Мораль святого Игнатия - Ольга Михайлова 10 стр.


Теперь, когда де Венсан уехал, было разумно наведаться на мансарду. По необъяснимому внутреннему пониманию иезуит решил побывать там днём и выбрал время, когда Дюран был занят у ректора. Сам де Шалон, строго наказав Дамьену выучить Эмиля некоторым приемам защиты, причём - так, чтобы Котёнок стал настоящей Рысью, в одиночестве направился на мансарду. Обошёл несколько бочонков с дегтем, которые хранились под лестницей на площадке, и начал осторожно подниматься. Опасения отца Горация оправдались. Несколько ступеней были просто прогнившими, несколько проседали, маленькая же площадка была… Дьявол! Хорошо, что он не успел ступить на неё. Оказалось, хитрый шельмец вылил на неё слой дегтя, тем самым обеспечив себе контроль за нежелательными визитерами, могущими заглянуть туда в его отсутствие. Ночью бы де Шалон, не заметив его, наступил бы на площадку, а по его следам, их форме и размеру, можно было бы многое сказать…
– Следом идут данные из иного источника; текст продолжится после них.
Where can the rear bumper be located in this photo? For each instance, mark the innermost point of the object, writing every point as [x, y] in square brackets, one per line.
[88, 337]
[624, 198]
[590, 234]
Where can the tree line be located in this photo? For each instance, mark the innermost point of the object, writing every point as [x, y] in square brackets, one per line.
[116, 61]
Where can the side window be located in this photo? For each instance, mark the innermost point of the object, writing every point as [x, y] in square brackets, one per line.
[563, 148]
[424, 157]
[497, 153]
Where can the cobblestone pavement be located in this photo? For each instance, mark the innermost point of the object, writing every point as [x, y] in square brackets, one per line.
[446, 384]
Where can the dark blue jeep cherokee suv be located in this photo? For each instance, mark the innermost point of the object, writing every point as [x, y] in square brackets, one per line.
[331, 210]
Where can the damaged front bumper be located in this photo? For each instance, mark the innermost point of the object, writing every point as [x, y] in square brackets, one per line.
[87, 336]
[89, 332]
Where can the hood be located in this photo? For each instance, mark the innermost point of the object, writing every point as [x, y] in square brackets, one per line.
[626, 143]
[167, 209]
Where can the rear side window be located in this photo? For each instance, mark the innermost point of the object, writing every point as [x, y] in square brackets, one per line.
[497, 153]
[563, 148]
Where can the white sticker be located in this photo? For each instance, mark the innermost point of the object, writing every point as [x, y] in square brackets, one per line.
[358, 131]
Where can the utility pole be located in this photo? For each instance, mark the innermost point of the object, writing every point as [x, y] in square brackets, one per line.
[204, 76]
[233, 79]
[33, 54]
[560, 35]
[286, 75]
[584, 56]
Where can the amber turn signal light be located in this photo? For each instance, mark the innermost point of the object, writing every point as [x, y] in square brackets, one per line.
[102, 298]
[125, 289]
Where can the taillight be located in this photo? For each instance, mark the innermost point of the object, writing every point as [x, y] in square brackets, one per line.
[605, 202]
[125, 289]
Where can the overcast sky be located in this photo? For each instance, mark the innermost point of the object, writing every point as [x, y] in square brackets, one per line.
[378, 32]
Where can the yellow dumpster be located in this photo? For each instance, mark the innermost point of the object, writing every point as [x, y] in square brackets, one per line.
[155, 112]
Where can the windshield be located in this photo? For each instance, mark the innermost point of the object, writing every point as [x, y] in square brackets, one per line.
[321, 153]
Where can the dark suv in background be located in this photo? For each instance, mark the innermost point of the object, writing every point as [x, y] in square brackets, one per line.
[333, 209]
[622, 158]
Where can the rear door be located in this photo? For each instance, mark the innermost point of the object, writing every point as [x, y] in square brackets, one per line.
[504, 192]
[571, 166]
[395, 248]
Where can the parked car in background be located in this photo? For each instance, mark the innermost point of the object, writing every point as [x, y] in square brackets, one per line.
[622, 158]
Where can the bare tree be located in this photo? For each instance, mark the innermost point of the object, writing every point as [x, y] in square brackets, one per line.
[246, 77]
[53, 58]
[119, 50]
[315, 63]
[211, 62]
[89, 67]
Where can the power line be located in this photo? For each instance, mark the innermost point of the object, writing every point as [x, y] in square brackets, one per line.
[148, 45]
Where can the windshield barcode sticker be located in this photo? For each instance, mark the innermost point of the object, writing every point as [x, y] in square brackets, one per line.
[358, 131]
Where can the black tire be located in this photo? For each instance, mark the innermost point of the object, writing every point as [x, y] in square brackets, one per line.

При этом, вряд ли эта ловушка была последней.

Отец Гораций осторожно перебрался через перила, поднялся по второму пролёту. Безопасно миновал ещё два. Это насторожило его. Закрытая дверь и манила, и пугала одновременно. Он внимательно присмотрелся к ручке, но она была чиста. Не закреплено ли что-нибудь наверху, что при открывании двери может упасть? Эти старые трюки известны многим…

Какого чёрта? Есть куда более простой выход. Через слуховое окно отец Гораций осторожно вылез на крышу мансарды, обошёл угол и заглянул в окно. Над дверным пролётом и вправду громоздилось нечто, напоминавшее булыжник, удерживаемый старой шваброй. Ах ты, юная гадина…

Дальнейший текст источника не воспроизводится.